Orange and clove rotisserie chicken

Posted on 23 April 2009

It’s common to put a lemon in a chicken’s cavity before roasting to keep the meat juicy and infuse with a citrus flavour. We decided to do something different and this recipe gives chicken a delicious twist, ideal for the coming winter months.

What you’ll need:
1 whole chicken (free-range, grain fed and good quality please! I never do battery chickens and beware of those not grain fed – they often taste like fish.)
1 orange, sliced into quarters
2 cinnamon sticks
1tsp whole cloves
1tsp paprika
1tsp cayenne pepper (or to taste)
1tsp ground cinnamon
1tsp honey
2T olive oil
20cm of string or sewing thread
rotisserie oven (a normal oven will do too, just cook as you would a roast chicken)
salt and pepper to taste

Here’s how: First up, push three orange quarters into the cavity of the chicken – you can slice them thinner if need be, whatever works for the size of your chicken. This sounds rather barbaric but once you get over it, chicken will never be the same! Next, push the cloves and cinnamon sticks into the cavity as well. The cloves will fall in easily but the orange and cinnamon may need some maneuvering around each other.

Rub the chicken’s skin with about 1T of olive oil, the paprika and cayenne pepper. If you have other spices you’d like to throw into the mix here, go ahead. Give it a good rub and massage, getting into all of the nooks and crannies but be careful not to tear the skin.

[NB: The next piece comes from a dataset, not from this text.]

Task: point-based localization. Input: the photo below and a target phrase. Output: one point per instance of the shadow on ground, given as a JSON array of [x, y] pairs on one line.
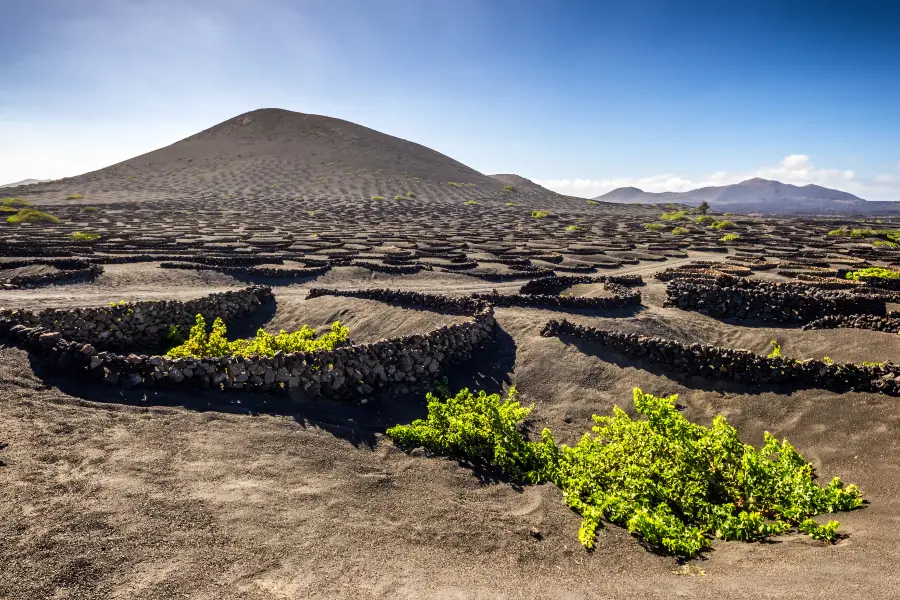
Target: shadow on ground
[[354, 421]]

Use your string or thread to tie the chicken’s legs together to make sure the yummy stuff in the cavity doesn’t fall out. Rijk (my tripod carrier, dish washer, food taster, lighting manager and general hip attachment) got a little carried away and strung up the chicken as if it might make a run for it. On a rotisserie this isn’t a bad idea or bits start moving as it rotates.

Push the spit through the cavity and out the other end and secure firmly in place. Pop the chicken into your rotisserie oven and start it turning. (If you don’t have a rotisserie, get one – they’re great – or pop in into the oven in a baking dish at 220 degrees Celsius).

In the meantime, make your basting by mixing the remaining olive oil with the honey, juice from the remaining orange quarter and salt and pepper. Pour a glass of wine, set a timer for 30 minutes and make a salad, some potatoes or whatever strikes your fancy.

After half an hour, use a basting brush to lightly paint your basting onto your now-golden and still-turning chicken. Be careful not to wipe all the spices off. Give it another 10 minutes and baste again. After about five minutes, give the chicken a poke with a sharp knife on the thigh or breast. If liquid runs out of the hole, it still needs some more time. Keep checking at five-minute intervals and when a new hole doesn’t leak, it’s done!

Carve the chicken, pour another glass of wine and enjoy. The leftovers are phenomenal on sarmies the next day.